Synthesis and molecular docking of some new 3,5-bis-(diazipine, pyrazolopyrimidine, pyrimidine, and pyrazole) pyridine derivatives and their in vitro and in vivo biological evaluation as potential antitumor agents

Bis enaminone derivative 6 was reactive enaminone to synthesize new heterocyclic compounds containing diazipine, pyrazolopyrimidine, triazolopyrimidine, and pyrazole moieties by reaction with different bifunctional reagents. Structures of new compounds were confirmed by analytical and spectral data. Moreover, the new compounds were screened in-vitro as antitumor agents for Ehrlich ascites at different concentration.

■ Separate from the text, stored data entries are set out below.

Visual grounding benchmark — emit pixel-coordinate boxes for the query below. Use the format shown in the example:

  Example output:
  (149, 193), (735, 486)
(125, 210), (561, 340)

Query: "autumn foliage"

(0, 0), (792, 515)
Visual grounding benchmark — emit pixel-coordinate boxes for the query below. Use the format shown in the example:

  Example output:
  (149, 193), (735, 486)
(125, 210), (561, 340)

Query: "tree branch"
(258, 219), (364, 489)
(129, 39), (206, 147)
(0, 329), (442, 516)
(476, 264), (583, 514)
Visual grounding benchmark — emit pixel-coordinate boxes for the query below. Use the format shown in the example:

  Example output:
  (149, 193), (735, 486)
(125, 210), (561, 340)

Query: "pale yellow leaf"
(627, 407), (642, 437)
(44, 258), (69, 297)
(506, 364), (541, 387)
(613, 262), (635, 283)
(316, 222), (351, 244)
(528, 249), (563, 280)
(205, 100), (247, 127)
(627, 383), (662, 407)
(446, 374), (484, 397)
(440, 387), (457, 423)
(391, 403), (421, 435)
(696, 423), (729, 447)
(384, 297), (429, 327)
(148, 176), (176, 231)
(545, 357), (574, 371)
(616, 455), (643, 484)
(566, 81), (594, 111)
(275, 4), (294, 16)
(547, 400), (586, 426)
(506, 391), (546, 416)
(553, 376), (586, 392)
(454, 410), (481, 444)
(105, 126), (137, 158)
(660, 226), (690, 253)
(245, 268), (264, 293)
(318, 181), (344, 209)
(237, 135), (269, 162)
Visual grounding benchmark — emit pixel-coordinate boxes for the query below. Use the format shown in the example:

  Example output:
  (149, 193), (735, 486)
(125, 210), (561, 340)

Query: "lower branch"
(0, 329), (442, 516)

The results showed the compounds 18, 19, and 20a have a good activity. In addition to, the molecular docking of these mentioned compounds was studied using vascular endothelial growth factor receptor.

Automated summary

In this study, a series of new heterocyclic compounds were synthesized using Bis enaminone derivative 6 and different bifunctional reagents, and their structures were confirmed by analytical and spectral data. The synthesized compounds were screened for in-vitro antitumor activity, with compounds 18, 19, and 20a showing good activity. Molecular docking studies of these compounds were also conducted using vascular endothelial growth factor receptor.